Speaker: Jeremie Giraud

Date: Thursday 30th of September 2021, 1:15 pm.

Abstract:

To reduce uncertainties in reconstructed images, geologic information must be introduced in a numerically robust and stable way during the geophysical data inversion procedure. In the context of potential (gravity) data inversion, it is important to bound the physical properties by providing probabilistic information on the number of lithologies and ranges of values of possibly existing related rock properties (densities). For this purpose, we have introduced a generalization of bounding constraints for geophysical inversion based on the alternating direction method of multipliers. The flexibility of the proposed technique enables us to take into account petrophysical information as well as probabilistic geologic modeling, when it is available. The algorithm introduces a priori knowledge in terms of physically acceptable bounds of model parameters based on the nature of the modeled lithofacies in the region under study. Instead of introducing only one interval of geologically acceptable values for each parameter representing a set of rock properties, we define sets of disjoint intervals using the available geologic information.
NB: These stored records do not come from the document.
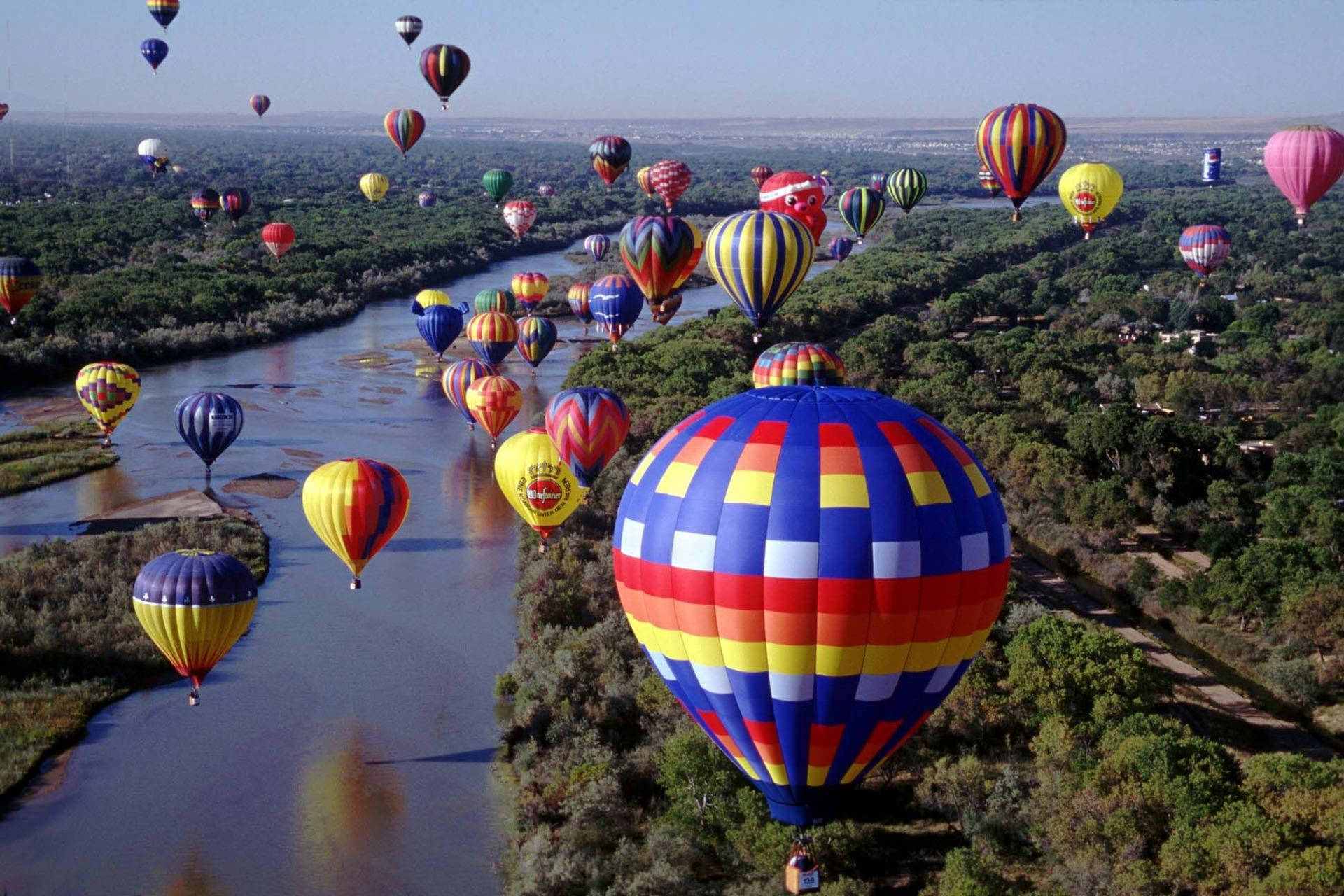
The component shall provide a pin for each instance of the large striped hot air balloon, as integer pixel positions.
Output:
(493, 402)
(588, 428)
(797, 365)
(616, 304)
(209, 422)
(355, 505)
(907, 187)
(405, 128)
(530, 288)
(536, 482)
(1205, 248)
(811, 573)
(108, 391)
(862, 209)
(610, 158)
(1021, 146)
(492, 336)
(760, 258)
(19, 282)
(457, 378)
(1304, 162)
(194, 605)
Different sets of intervals are tested, such as quasidiscrete (or narrow) intervals as well as wider intervals provided by geologic information obtained from probabilistic geologic modeling. Narrower intervals can be used as soft constraints encouraging quasidiscrete inversions. The algorithm is first applied to a synthetic 2D case for proof-of-concept validation and then to the 3D inversion of gravity data collected in the Yerrida Basin (Western Australia). Numerical convergence tests show the robustness and stability of the bound constraints that we apply, which is not always trivial for constrained inversions. This technique can be a more reliable uncertainty reduction method as well as an alternative to other petrophysically or geologically constrained inversions based on the more classic “clustering” or Gaussian-mixture approaches.